If you love a good pork recipe make sure to check out these recipes.
Stuffed Pork Chops
- 12 oz pork chops 2 rib chops - trimmed and split
- sea salt and black pepper to taste
- 4 oz sausage meat
- 1 tbsp roasted red peppers diced
- 1 tbsp onions diced
- 2 cups baby spinach washed
- 1 tbsp olive oil brush chops before grilling
- 2 cups potato bread cut into cubes
- 1/2 cup chicken stock add more if stuffing is dry
- 2 tbsp blue cheese crumbles (optional)
Marsala Mushroom Sauce
- 6 oz mushrooms sliced
- 1 tbsp olive oil
- 1/2 cup marsala wine
- 1/2 cup chicken stock
- 1 tbsp butter slightly soft
- 1 tbsp flour
- Prep pork chop by trimming the fat from around the outside edge.

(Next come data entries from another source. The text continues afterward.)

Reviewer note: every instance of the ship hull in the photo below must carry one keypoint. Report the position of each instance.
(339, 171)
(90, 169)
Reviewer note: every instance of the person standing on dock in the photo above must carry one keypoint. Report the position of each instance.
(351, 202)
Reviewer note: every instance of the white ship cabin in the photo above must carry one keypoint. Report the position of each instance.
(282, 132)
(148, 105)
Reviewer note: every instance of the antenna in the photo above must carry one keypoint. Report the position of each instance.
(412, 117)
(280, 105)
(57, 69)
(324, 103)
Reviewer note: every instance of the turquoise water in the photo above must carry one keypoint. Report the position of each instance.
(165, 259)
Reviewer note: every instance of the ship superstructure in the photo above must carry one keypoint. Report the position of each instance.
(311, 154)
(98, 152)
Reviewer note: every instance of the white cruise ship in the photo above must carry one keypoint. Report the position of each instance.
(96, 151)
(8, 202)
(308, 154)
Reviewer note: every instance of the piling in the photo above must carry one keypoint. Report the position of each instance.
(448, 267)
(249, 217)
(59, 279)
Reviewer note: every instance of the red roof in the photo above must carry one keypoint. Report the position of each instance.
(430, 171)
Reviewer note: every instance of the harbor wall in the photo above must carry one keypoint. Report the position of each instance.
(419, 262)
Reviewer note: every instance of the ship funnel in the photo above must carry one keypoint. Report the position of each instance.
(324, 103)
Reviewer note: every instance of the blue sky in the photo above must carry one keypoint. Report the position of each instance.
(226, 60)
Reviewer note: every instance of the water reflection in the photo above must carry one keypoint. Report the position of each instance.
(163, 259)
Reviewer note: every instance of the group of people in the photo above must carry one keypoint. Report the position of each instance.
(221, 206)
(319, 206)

- Carefully slice through the middle of the pork chop cutting it in half to form a flap. Do Not Cut all the way through!
- Season chops inside and out with sea salt and black pepper to taste. Set aside until stuffing is complete.
- Saute onions and sausage meat until sausage is almost fully cooked.
- Add spinach and roasted red peppers. Continue cooking until spinach is cooked then remove from heat.
- In a mixing bowl place the cubed bread and add the sausage meat mixture. Mix together.
- Add enough chicken stock to make the stuffing moist without being soggy.
- Add crumbled blue cheese and gently mix together. The stuffing is now done.
Assembly and Cooking
- Take half of the stuffing mixture (or as much as you want) and place it in the middle of each pork chop. Then fold the flap back over.
- Refrigerate stuffed chops for 15-20 minutes to allow the stuffing to firm up.
- Brush the outside of the chops with olive oil and place on a preheated grill. Cook chops on one side only. Turn chops to make # grill marks on one side.*You can skip the grill and cook the chops completely in the oven.
- Place the grill-marked chops into a preheated 350-degree oven for 20 minutes or until the stuffing has reached an internal temp of 165 degrees.
Marsala Mushroom Sauce
- Saute mushrooms in a little olive oil until they are cooked.
- Add Marsala wine and simmer for 1-2 minutes.
- Add chicken stock, reduce heat and all to simmer and the sauce to reduce by half.
- Roll the butter in flour to make a Beurre manie, then add to the simmering stock to help thicken the sauce.
- When the sauce has thickened sufficiently add another splash of Marsala wine to boost the flavor. Remove from heat and serve over the finished stuffed pork chops.